Is it the case that ETL processes take too long trying to get raw data to the databases? Or is it more the case that the data is somewhere, but they don’t have access to it?

The case where the ETL process takes too long, I would include in that preparing data for analysis. That includes actually extracting the data and moving it to wherever it is going to be analyzed. Yes, those ETL jobs can take too long. That’s one of the places where they end up spending more time. One of the reasons your BI projects might fail is if the data is not getting prepped and delivered quickly or properly. Two-thirds of the organizations surveyed spend more time prepping the data than actually analyzing it. So again, maybe this is more of a field service piece of information and, to some extent, a piece of sales information. If your organization has not tackled the data preparation process, it's going to reflect poorly on you as the BI project leader because people are going to just say don’t have the information I need.

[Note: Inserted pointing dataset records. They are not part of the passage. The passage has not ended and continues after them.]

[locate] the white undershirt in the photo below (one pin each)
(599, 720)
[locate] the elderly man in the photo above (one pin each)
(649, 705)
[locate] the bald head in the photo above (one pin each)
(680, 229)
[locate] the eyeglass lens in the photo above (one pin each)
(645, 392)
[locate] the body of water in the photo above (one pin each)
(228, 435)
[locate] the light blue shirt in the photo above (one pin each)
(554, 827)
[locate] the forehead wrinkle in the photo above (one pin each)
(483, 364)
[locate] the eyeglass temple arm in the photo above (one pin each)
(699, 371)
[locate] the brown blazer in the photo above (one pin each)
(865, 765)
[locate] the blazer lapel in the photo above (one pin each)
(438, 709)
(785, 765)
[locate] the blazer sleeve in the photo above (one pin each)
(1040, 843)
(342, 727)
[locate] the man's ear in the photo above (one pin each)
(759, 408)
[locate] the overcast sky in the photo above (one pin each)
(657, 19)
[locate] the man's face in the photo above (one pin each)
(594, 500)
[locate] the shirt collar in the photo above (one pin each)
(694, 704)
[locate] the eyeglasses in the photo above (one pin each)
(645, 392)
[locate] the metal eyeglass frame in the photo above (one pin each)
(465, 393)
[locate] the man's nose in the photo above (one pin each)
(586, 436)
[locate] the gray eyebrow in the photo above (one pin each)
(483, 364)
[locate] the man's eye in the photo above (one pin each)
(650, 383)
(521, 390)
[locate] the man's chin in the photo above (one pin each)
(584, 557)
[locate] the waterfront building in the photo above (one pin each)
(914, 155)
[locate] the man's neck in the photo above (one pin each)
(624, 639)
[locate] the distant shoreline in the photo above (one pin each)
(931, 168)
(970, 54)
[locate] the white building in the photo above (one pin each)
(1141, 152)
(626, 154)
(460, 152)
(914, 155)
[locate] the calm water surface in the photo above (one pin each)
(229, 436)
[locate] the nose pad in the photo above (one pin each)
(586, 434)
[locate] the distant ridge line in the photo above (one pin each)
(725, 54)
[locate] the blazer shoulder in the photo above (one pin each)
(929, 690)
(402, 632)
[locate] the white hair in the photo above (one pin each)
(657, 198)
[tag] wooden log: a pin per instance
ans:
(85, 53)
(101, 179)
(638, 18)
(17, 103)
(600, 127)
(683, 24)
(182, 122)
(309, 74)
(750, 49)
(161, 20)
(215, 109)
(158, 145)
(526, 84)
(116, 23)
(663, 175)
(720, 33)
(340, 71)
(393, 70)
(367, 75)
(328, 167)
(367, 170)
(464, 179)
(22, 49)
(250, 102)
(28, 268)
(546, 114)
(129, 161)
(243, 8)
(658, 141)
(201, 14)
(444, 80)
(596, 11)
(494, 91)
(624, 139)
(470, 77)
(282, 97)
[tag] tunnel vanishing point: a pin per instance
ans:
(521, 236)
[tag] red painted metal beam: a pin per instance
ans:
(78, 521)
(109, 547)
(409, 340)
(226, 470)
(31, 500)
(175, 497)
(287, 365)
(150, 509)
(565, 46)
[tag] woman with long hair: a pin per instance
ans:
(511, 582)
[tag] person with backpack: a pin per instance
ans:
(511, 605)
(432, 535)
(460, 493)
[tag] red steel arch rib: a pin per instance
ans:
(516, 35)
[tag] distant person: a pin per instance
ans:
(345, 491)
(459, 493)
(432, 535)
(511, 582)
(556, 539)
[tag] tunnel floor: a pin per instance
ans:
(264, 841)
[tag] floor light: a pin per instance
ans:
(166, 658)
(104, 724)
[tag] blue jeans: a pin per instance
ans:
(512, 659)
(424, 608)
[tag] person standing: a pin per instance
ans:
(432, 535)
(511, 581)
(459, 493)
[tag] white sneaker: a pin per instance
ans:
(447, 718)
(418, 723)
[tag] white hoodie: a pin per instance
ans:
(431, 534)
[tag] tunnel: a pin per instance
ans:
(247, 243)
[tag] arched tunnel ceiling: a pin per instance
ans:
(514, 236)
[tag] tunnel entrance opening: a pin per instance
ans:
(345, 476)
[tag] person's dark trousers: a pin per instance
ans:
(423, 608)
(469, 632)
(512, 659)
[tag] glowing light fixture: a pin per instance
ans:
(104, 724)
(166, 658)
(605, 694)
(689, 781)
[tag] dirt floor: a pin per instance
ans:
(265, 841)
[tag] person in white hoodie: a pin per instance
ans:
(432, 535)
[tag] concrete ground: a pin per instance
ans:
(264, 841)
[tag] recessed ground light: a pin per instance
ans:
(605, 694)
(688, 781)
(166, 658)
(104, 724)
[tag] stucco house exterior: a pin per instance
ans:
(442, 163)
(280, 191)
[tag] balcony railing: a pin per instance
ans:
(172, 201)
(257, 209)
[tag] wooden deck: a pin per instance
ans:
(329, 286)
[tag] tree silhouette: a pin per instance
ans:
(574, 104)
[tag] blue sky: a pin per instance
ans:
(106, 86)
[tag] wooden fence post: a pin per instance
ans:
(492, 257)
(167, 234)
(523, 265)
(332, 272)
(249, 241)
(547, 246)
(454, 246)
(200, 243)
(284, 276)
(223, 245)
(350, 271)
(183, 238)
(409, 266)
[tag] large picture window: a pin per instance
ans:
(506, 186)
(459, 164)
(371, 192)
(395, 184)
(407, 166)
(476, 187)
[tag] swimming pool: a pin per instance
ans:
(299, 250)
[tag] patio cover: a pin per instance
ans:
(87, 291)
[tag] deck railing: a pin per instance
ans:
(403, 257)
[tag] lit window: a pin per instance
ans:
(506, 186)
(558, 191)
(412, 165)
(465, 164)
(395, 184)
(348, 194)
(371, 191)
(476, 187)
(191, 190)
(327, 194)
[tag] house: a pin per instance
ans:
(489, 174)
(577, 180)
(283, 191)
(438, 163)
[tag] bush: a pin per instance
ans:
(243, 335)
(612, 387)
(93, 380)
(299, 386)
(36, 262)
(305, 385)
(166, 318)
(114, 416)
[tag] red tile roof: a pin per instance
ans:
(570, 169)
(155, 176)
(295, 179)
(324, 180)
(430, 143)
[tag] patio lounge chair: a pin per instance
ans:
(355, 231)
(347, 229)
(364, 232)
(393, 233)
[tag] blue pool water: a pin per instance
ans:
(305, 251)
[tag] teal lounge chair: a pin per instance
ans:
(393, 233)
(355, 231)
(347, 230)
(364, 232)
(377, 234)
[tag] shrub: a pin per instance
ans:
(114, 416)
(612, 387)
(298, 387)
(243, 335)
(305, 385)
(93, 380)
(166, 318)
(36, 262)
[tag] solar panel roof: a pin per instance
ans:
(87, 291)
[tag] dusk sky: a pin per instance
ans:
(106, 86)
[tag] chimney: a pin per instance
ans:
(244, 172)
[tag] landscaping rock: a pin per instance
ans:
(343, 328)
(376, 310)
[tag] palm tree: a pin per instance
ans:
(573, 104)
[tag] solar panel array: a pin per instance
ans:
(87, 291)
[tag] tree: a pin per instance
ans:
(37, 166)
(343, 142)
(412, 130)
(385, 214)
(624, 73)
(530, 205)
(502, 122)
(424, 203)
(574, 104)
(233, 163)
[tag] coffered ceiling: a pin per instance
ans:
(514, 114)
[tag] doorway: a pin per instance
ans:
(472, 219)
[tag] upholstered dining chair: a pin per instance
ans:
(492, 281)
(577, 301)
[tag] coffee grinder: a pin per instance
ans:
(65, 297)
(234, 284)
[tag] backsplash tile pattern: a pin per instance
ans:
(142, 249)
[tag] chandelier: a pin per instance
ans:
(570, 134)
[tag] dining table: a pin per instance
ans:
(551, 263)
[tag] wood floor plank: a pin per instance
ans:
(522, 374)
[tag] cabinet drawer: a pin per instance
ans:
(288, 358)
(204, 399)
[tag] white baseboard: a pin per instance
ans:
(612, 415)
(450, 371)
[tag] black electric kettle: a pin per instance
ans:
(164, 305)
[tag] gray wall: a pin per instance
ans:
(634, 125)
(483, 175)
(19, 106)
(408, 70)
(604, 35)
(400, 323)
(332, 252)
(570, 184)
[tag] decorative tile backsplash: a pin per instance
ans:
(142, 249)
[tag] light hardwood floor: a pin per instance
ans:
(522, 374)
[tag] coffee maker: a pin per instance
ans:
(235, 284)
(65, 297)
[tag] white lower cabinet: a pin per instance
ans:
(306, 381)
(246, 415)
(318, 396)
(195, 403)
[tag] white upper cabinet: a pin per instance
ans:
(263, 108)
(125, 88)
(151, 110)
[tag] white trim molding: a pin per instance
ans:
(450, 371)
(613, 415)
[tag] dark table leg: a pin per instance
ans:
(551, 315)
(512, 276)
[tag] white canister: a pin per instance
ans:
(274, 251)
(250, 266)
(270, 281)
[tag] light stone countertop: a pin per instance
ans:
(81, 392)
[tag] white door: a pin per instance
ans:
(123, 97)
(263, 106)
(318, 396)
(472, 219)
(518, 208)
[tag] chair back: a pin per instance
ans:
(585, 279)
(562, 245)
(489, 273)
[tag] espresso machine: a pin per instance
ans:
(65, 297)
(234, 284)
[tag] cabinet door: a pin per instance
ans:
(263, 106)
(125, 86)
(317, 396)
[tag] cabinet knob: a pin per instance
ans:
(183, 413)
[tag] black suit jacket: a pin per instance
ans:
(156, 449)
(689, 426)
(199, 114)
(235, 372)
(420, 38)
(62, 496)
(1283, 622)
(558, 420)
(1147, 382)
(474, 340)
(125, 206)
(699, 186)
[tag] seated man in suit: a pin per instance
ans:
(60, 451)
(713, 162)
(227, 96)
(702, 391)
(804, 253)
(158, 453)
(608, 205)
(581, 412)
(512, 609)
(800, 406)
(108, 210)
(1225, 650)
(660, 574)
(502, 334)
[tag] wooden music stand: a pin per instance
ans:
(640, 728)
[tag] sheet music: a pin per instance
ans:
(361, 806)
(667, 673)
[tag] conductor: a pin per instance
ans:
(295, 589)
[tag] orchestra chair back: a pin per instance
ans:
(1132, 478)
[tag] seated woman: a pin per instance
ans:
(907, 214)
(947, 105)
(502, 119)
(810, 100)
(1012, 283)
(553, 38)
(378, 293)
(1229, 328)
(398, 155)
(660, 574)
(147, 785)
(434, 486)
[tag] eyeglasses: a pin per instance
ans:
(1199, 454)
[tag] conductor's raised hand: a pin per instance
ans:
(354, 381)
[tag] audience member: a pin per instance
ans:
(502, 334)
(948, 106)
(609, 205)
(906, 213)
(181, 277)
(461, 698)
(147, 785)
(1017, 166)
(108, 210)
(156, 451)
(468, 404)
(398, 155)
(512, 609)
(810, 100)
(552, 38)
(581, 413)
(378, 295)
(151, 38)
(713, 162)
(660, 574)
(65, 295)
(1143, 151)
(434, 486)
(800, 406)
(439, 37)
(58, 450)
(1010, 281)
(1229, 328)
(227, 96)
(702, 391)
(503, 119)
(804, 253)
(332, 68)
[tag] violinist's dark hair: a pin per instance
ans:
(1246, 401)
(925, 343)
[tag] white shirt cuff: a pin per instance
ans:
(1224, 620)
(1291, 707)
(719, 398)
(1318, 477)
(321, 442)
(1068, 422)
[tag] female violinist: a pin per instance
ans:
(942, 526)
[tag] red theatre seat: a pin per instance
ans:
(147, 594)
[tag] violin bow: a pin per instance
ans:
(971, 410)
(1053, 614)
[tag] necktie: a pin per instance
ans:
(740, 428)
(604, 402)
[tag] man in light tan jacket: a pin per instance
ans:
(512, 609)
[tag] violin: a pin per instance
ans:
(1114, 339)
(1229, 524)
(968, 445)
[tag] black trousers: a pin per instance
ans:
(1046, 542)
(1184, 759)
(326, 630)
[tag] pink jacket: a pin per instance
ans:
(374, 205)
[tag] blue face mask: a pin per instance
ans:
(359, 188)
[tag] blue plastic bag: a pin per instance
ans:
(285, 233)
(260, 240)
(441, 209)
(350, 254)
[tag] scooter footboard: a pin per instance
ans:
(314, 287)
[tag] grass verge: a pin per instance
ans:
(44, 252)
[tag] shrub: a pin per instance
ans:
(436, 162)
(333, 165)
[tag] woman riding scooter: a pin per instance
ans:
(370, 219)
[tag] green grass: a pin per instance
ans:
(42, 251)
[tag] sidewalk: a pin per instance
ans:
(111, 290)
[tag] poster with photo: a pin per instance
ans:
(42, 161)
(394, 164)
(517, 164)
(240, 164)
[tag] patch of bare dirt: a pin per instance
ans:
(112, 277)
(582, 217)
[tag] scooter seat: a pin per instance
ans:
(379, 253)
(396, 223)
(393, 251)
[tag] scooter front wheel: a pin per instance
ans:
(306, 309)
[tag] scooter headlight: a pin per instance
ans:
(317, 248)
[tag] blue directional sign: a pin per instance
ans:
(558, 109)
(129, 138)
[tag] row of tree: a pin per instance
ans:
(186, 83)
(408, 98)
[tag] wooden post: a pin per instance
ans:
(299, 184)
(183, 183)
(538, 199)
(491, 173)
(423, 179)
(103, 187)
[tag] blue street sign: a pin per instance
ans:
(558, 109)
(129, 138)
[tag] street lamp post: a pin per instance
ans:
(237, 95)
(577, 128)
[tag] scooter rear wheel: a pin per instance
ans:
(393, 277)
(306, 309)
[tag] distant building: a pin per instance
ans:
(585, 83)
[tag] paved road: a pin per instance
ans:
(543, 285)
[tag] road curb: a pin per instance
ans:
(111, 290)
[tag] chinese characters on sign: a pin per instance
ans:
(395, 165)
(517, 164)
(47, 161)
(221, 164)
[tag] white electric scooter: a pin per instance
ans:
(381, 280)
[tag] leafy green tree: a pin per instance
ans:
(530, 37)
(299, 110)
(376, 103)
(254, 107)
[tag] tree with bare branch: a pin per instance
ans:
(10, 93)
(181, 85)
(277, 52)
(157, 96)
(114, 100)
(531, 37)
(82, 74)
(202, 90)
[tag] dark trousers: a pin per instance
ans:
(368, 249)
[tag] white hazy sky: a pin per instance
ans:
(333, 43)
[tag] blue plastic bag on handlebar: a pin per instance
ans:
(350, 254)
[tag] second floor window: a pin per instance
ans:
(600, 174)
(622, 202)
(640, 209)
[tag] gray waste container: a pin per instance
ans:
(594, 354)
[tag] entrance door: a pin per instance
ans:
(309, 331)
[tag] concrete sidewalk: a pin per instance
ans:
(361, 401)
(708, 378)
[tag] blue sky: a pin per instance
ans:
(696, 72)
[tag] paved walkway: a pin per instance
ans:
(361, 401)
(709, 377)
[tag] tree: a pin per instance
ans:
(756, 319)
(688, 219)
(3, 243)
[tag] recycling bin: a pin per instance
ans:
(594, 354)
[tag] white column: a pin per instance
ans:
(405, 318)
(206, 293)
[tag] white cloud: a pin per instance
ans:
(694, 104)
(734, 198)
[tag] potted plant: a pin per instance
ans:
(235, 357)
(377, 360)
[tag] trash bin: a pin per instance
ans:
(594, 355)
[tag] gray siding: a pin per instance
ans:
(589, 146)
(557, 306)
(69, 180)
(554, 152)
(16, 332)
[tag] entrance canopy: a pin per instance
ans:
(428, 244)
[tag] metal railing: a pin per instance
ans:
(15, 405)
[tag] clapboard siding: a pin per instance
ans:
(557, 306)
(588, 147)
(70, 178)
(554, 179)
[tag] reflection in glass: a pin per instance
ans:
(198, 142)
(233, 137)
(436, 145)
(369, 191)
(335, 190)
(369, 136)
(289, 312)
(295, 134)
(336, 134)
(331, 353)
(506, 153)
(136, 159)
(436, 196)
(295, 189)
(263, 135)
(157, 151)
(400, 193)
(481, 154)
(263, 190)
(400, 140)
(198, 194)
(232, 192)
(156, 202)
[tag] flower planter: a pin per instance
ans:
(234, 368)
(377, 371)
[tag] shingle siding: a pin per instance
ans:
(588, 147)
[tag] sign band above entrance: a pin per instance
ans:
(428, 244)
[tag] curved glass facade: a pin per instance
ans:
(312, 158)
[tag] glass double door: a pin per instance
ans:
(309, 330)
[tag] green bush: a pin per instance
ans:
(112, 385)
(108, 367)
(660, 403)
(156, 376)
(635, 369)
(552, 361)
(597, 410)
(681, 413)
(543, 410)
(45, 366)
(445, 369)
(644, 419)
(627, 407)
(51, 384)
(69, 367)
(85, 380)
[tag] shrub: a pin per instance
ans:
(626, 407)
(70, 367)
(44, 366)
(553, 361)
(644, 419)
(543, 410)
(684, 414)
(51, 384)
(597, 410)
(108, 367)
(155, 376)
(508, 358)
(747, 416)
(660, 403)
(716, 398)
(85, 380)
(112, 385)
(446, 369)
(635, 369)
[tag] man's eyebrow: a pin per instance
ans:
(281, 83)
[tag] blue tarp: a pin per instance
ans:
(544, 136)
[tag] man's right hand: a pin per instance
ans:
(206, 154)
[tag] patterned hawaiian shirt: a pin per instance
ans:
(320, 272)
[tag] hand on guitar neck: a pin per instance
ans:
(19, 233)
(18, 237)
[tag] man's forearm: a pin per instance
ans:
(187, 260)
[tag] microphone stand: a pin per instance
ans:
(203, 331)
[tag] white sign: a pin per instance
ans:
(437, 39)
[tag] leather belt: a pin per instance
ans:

And the other point I would make is that that’s where a lot of the issues of timeliness come in. Can you make the data available instantly? Can your dashboard display information as soon as it’s available. But if it’s not in that database fast enough, people are still going to think that the system is too slow.

Your BI solution should support analytics databases as a data source, and what we mean there are things like the Netezza, things like Oracle, Exadata, things like Greenplum, Vertica, and Teradata. Those are analytics databases. Now, where we see all these problems about spreadsheets, you see how extensively spreadsheet business intelligence and analytics is in your organization. 88% of people use spreadsheets regularly or universally. So clearly, you need to integrate spreadsheets, but you want to try to get people using spreadsheet less.

To what extent, do you believe your company is using analytics and key performance indicators to improve the business performance? So 42% of enterprises believe that they can improve performance significantly and 45% believe they can’t.

And generally, organizations are not satisfied with the way they are doing performance management currently. Now, we had more respondents indicate that they are not satisfied than are satisfied, and the reasons they were dissatisfied are listed here. Almost half the organizations take six days or more to deliver data after the close of a reporting period, whatever that reporting period might be. People expressed a high degree of dissatisfaction with data being inaccurate. Especially if the analysis is done in spreadsheet, there is always the likelihood or possibility of human errors introduced in spreadsheets.